A fome é uma ciência universal e a sua linguagem é mais que isso, não dando tréguas a ninguém. Costuma dizer-se que a única coisa certa na vida é a morte, mas é mentira. A fome é uma coisa certa na vida. Mais tarde ou mais cedo, vamos senti-la. E é tão bom que a possamos saciar. E podemos. Por enquanto podemos, pelo menos enquanto não houver crescimento económico exagerado que nos leve o resto que o que temos agora já arrebatou. A carne da Casa de Armas é boa. Muito boa. Aconselho. É mais do que aquilo que um pobre romeiro pode pagar, é certo, mas vale a pena. Certo mesmo é que a Casa de Armas estava já bem cheia quando nos sentamos na esplanada a contemplar o hábito muito português de marcar lugares nos sítios de cortejos e procissões com cadeiras desdobráveis.

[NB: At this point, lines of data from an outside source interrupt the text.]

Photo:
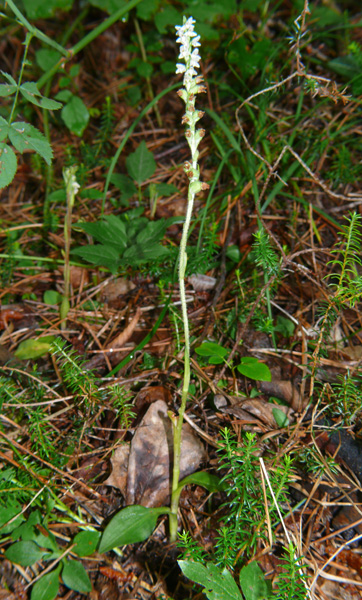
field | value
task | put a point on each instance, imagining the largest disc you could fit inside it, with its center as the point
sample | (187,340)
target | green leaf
(207,480)
(100,255)
(86,542)
(7,90)
(280,417)
(76,577)
(106,232)
(34,348)
(132,524)
(252,368)
(52,297)
(31,93)
(8,165)
(253,583)
(75,115)
(284,326)
(25,553)
(211,349)
(138,254)
(125,185)
(38,9)
(47,587)
(219,585)
(46,58)
(4,129)
(7,513)
(27,137)
(140,164)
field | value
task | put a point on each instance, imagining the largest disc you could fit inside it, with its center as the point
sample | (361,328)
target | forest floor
(88,379)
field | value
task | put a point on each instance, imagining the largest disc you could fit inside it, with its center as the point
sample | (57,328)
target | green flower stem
(192,85)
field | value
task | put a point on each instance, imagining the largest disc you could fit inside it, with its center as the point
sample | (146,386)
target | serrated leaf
(100,255)
(75,115)
(86,542)
(252,368)
(140,164)
(130,525)
(47,587)
(34,348)
(24,553)
(8,165)
(31,93)
(253,583)
(27,137)
(219,585)
(76,577)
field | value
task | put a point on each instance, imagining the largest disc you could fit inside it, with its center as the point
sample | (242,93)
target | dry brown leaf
(148,466)
(115,289)
(284,390)
(254,411)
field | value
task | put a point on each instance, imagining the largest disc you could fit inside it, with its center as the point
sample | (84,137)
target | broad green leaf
(207,480)
(7,90)
(106,232)
(138,254)
(130,525)
(75,115)
(86,542)
(34,348)
(8,165)
(140,164)
(4,129)
(9,78)
(100,255)
(7,513)
(253,583)
(125,185)
(26,137)
(76,577)
(24,553)
(31,93)
(252,368)
(47,587)
(211,349)
(26,531)
(219,585)
(46,58)
(280,417)
(152,233)
(52,297)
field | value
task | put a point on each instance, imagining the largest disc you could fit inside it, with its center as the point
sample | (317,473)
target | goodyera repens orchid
(192,85)
(189,53)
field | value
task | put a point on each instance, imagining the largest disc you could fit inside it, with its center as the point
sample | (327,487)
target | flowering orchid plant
(192,85)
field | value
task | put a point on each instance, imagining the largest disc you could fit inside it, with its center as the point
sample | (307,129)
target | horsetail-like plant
(192,85)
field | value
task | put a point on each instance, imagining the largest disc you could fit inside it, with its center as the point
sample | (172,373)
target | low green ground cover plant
(136,239)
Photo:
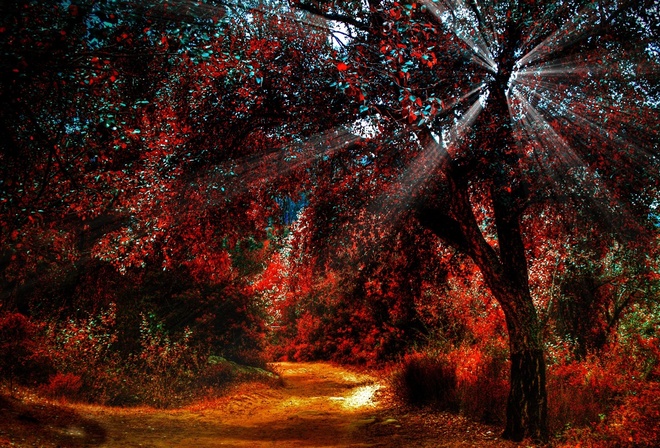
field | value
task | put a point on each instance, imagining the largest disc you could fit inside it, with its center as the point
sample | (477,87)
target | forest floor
(318,405)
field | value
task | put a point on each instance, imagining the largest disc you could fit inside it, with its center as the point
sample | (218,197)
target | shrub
(636,421)
(423,379)
(482,382)
(21,357)
(62,385)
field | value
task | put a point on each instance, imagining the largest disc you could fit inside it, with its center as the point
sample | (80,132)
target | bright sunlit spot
(329,223)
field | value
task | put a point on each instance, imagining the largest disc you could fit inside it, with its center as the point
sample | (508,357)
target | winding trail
(319,405)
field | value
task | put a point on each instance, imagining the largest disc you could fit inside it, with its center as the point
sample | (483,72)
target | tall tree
(511,104)
(187,122)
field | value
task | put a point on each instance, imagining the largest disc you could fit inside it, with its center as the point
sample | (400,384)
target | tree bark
(504,267)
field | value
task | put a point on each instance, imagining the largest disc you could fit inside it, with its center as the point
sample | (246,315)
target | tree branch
(347,20)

As cadeiras desdobráveis são provavelmente o maior mistério das romarias portuguesas. Ainda na Viagem Medieval de Santa Maria da Feira (o maior acontecimento cultural do Verão nortenho) nos sentamos todos no chão, em frente ao exuberante castelo, para ver o espectáculo. Mas as romarias são diferentes. As cadeiras desdobráveis aparecem como cogumelos ao longo da rua e são incontornáveis. Depois lá vão aparecendo os donos, normalmente menos idosos do que seria de supor, embora idosos o suficiente para reclamar uma primeira fila. O grande mistério é que me parece que quando as coisas acabam e as cadeiras são novamente dobradas e postas debaixo do braço direito, os idosos que as usaram, às vezes menos idosos do que seria de supor, estão tão esgotados e com tantas cãibras como os que ficaram em pé, pacientemente, por detrás das filas de cadeiras. Um mistério ortopédico, portanto.

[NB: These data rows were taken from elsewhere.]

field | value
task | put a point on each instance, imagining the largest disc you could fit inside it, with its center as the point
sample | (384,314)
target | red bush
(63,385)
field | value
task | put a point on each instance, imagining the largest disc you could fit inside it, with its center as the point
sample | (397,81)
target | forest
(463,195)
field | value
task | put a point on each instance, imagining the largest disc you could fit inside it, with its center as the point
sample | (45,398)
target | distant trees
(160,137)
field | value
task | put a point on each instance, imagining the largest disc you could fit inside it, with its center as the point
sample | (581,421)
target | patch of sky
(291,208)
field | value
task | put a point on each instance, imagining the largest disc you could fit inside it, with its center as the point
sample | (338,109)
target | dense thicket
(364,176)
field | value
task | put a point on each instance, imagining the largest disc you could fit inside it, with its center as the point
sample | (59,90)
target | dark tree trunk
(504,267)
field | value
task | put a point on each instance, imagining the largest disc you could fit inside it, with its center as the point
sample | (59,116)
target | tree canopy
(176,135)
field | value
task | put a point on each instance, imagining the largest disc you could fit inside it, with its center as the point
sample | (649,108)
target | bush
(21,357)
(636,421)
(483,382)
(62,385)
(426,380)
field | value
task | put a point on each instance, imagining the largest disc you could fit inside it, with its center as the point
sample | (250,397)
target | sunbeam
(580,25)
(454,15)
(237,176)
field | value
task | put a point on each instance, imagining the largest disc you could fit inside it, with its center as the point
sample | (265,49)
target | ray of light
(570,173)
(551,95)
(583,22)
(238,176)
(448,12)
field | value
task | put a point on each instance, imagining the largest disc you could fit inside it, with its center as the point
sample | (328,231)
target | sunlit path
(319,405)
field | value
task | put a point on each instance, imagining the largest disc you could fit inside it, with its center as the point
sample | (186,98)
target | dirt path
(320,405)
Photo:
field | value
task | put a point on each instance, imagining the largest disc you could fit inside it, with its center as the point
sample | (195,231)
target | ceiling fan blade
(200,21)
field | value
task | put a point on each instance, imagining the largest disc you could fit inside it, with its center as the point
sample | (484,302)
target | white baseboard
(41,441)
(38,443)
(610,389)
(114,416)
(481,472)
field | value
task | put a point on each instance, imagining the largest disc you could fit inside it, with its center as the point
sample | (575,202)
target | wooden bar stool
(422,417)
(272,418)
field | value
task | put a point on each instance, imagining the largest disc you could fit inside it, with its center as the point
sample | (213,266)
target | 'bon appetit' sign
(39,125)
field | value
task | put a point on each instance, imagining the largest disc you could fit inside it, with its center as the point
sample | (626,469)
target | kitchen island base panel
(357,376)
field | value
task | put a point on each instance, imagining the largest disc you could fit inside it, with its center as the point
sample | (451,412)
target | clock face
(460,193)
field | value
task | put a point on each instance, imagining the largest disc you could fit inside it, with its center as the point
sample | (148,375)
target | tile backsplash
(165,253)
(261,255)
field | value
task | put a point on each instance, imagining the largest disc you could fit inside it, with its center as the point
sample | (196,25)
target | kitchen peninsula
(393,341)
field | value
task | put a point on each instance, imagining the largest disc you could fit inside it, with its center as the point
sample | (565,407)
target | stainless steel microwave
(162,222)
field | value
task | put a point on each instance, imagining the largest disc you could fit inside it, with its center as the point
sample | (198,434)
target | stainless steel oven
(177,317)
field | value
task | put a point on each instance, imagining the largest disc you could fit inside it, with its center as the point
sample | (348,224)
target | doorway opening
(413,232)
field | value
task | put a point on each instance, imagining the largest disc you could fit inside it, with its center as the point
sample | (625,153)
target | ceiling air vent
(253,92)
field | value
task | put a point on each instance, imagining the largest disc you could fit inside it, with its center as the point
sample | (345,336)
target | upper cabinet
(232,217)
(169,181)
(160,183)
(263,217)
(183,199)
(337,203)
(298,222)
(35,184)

Mudamos de poiso e fomos visitar o Gil Eannes, o famoso navio-hospital que andou por terras novas, na então gloriosa época de Corte Real, mas que, já no seu período de uso, eram velhas de quatro séculos de atribulada história de pesca do bacalhau. Uma visita barata, interessante e de alguma beleza plástica, dada a elegância do navio e a vista de Viana que se vislumbra da doca onde está estacionado. Cuidado com as escadas exteriores, não se armem em heróis.
Depois mudamos o poiso novamente para a Igreja do Carmo, para ver o cortejo histórico e etnográfico. Que valeu a pena. Trajes bonitos, bons carros, boas recordações da nossa história. Atrás das cadeiras desdobráveis, evidentemente. Outro mistério é o facto de as mulheres vianesas usarem três toneladas de ouro ao pescoço e não se ver sequer um homem trajado com um mero relógio – de pulso ainda compreendo, mas de bolso, pelo menos… pelo contrário, usam as suas camisas com coraçõezinhos e floreados, bordadas à mão, e seguem submissamente atrás das soberbas vianesas douradas das orelhas até à cintura. Não sei se é compensação por lhes fazerem a vida negra nos outros dias ou simplesmente porque se estão pouco importando com os bens terrenos. Ou então sei, mas não digo.
Os mistérios não acabam por aqui. Quem diria que sairia da romaria de Viana, a da Senhora da Agonia, em condições de ir directamente para a romaria de Barcelos, a Festa das Cruzes? É que as minhas estavam com uma vontade de ter tido uma cadeirinha desdobrável durante o dia…
Portugal é cansativo, mas mesmo dando uma de português popular, de visita a uma romaria, numa belíssima cidade conservadora e deliciosamente reaccionária, não me canso.